Another example is in relation to what is known under GDPR as data protection by design. There is now a legal requirement upon the holders and processors of data to demonstrate that the deletion or amendment of data will be easily made (ie, simple IT will be used).

These two examples pose a substantial challenge to blockchain because in order to protect the accuracy of the related transactions as indicated above, sophisticated methods such as hashing[1]  and encryption are used.
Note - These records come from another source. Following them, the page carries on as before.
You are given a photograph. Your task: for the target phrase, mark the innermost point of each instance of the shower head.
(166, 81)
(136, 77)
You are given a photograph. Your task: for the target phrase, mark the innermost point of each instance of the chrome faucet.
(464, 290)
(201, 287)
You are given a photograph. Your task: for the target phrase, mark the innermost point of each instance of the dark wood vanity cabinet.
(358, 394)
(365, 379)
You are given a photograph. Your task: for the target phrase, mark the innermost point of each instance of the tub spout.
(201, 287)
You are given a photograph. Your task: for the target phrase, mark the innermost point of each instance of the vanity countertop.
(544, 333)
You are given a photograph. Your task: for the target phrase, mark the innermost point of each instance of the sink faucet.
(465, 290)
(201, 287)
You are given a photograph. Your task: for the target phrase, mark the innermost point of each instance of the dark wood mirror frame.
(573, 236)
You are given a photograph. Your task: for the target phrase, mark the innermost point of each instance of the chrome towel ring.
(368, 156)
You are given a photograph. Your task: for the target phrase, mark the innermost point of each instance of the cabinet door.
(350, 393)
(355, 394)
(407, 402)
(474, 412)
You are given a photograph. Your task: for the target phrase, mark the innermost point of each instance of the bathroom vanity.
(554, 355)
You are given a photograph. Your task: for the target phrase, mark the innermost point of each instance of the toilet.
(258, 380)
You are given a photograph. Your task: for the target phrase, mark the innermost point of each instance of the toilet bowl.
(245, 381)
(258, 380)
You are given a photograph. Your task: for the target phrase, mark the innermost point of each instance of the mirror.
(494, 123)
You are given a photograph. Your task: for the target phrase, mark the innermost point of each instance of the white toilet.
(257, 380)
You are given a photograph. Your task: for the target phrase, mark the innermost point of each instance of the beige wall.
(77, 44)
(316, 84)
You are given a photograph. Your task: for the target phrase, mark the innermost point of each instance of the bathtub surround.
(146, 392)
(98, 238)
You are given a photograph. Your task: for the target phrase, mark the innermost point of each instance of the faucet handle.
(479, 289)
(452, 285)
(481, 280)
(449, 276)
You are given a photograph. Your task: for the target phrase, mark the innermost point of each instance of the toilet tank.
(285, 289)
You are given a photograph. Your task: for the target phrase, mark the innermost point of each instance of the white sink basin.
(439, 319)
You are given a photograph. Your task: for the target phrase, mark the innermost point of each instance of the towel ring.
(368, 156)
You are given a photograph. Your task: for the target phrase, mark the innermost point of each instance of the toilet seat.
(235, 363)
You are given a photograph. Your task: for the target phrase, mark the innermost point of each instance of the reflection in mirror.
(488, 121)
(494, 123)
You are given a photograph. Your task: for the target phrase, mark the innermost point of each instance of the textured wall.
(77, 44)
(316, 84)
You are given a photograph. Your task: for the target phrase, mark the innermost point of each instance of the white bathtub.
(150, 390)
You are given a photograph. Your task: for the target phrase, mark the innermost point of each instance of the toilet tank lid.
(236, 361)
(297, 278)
The question is how the blockchain industry is going to adapt itself to the GDPR and what mechanisms will be used to settle the gaps?

Possible Solutions

1. Smart contracts – smart contracts are basically on-line accounts which allow parties to transact without the need to use human legal services. Due to their nature, they can contain mechanisms governing access right, ie, a contract will revoke all access rights thereby making all content invisible to others albeit not erased.
2. Permissioned blockchains – the use of restricted or permissioned blockchains so that access is restricted and the uploading or changing of information will be made by authorised personnel. They will ensure that privacy rules are complied with (ie who can view the information and to what extent).
3. Off chain ledgers – personal data will be stored separately on another system that is safeguarded in accordance with data protection rules. As an example, a personally identifiable information (PII) will be used rather than, say, a public key and only authorised parties will have access to the data.

To summarise, although there is essentially a collision between GDPR and blockchain, some safeguards can be placed in order to achieve an appropriate balance so that the importance of blockchain will be maintained on one hand and users rights for securing their personal data will be  protected on the other.

On a practical level you should also bear in mind that from 28 May 2018 onwards, data protections rules take precedent when it comes to offering services to clients whereby  personal data is used. This also applies to services involving blockcahins of any sort.

We can help you to assess your risks and advise you as to how you can stay in compliance whilst maximizing your commercial objectives.

[1] Generated code of a fixed length for a given piece of digital information that allows document’s authentication. It cannot be reversed engineered to discover the original document. Under GDPR it is considered encrypted information thus subject to data protections rules.